Drug Dealing North Korean Diplomats
According to the Asahi Shimbun the US will now actively stop North Korean counterfeit money and drug smuggling operations.
The Bush administration intends to squeeze North Korea on drug trafficking and counterfeit money operations, activities that are suspected of funding Pyongyang’s missile and nuclear ambitions and which often involve the reclusive state’s diplomats, says a high-ranking U.S. official.
The initiative, which is aimed at forcing North Korea to abandon its nuclear activities, will be on the agenda in coming days as U.S. Secretary of State Condoleezza Rice meets with top officials in Japan, China and South Korea, the official told The Asahi Shimbun.
Rice, who arrived in Tokyo Friday for a two-day visit, will ask the leaders of those countries for support in smashing North Korea’s illicit money-making ventures.
Drug smugglers and counterfeiters are usually low life criminals while in North Korea they tend to be the priviledged regime higher ups that are making a load of money selling drugs:
How much Pyongyang is actually earning from drug trafficking, counterfeit dollars and other illegal activities is not known, say U.S. officials.
But according to Robert Charles, assistant secretary of state for narcotics control, it could constitute the gap between the North’s annual exports worth $600 million and more than $1 billion in foreign currency revenue.
He added that North Korean diplomats and agents have been involved in most of the 50-plus drug trafficking cases exposed in 20 countries over the past three decades.
In April 2003, Australia seized more than 100 kilograms of heroin from a North Korean freighter.
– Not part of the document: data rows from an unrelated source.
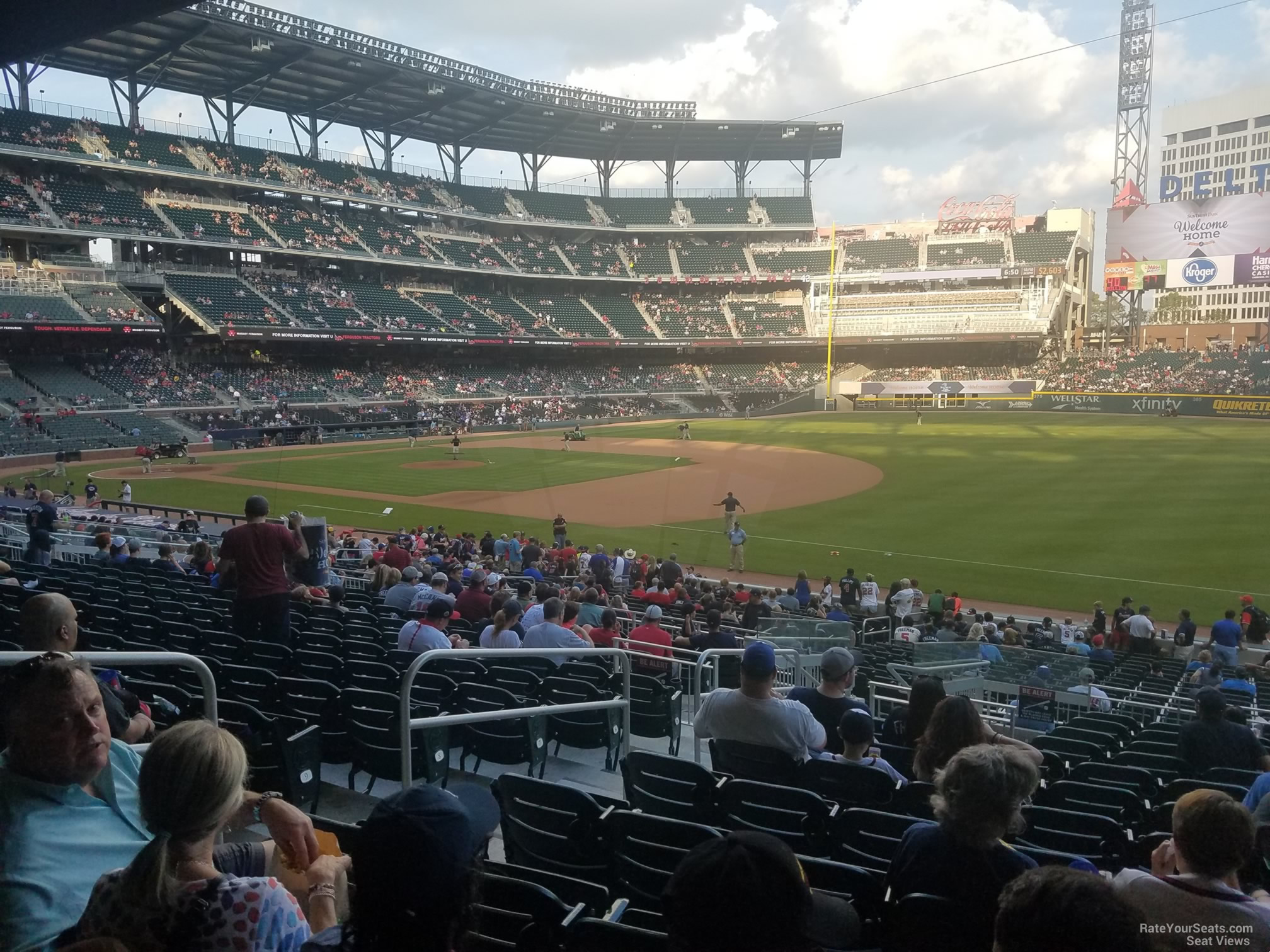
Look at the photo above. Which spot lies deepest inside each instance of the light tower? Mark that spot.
(1132, 139)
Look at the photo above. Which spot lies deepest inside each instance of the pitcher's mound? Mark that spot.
(442, 465)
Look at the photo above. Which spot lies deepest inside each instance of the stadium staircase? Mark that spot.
(356, 238)
(564, 258)
(91, 141)
(598, 213)
(517, 207)
(187, 309)
(152, 205)
(648, 319)
(731, 318)
(612, 331)
(757, 215)
(43, 206)
(200, 159)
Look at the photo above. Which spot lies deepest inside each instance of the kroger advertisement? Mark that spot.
(1216, 271)
(1231, 225)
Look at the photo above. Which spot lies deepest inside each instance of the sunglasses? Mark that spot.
(27, 669)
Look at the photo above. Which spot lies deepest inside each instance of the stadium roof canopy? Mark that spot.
(258, 56)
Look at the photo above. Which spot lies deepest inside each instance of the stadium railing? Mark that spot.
(149, 659)
(412, 724)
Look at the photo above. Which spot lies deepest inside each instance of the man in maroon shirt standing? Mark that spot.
(257, 552)
(397, 557)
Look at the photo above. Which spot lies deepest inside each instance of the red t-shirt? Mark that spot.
(604, 638)
(260, 551)
(656, 642)
(397, 558)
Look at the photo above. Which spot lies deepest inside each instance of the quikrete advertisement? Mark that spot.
(1155, 404)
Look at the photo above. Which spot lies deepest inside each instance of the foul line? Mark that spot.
(970, 562)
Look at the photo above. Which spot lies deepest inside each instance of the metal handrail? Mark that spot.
(992, 710)
(714, 679)
(120, 659)
(408, 725)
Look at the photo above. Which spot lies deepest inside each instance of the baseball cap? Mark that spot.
(1210, 701)
(836, 662)
(420, 843)
(758, 660)
(438, 608)
(856, 727)
(770, 903)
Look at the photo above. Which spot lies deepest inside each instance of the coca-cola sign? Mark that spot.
(995, 213)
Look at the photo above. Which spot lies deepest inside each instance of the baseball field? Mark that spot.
(1038, 509)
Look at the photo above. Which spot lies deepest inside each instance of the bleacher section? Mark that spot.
(145, 377)
(86, 203)
(530, 256)
(765, 319)
(567, 316)
(17, 206)
(27, 128)
(595, 259)
(964, 253)
(1043, 247)
(309, 227)
(639, 211)
(796, 210)
(110, 302)
(712, 259)
(878, 254)
(794, 261)
(62, 382)
(215, 224)
(460, 314)
(224, 301)
(486, 201)
(513, 318)
(556, 206)
(718, 211)
(687, 315)
(391, 309)
(469, 254)
(648, 261)
(621, 314)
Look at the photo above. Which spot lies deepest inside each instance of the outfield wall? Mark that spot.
(1256, 408)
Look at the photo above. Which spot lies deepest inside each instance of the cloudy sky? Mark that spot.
(1042, 130)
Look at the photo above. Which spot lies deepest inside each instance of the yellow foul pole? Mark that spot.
(828, 353)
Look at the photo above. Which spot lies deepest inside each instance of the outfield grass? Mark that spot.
(1037, 509)
(510, 468)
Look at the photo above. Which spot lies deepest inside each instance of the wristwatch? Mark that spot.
(268, 795)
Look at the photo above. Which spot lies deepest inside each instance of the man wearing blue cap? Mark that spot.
(755, 714)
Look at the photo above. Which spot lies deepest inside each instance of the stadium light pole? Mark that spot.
(828, 352)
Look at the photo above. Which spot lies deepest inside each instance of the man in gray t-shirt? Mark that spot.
(755, 715)
(551, 633)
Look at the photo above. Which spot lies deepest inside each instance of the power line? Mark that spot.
(1010, 62)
Among those on board was a senior official of the ruling Worker’s Party.
In June last year, two diplomats with the North Korean Embassy in Cairo were caught trying to smuggle 150,000 tranquilizer tablets. By putting the squeeze on such illegal fund sources, Washington hopes to encourage Pyongyang to rejoin the six-nation framework.
I can’t help but have this picture in my mind of North Korean diplomats peddling drugs in the hallways of the UN. I have wondered at times what those suits at the UN were smoking. Now I know.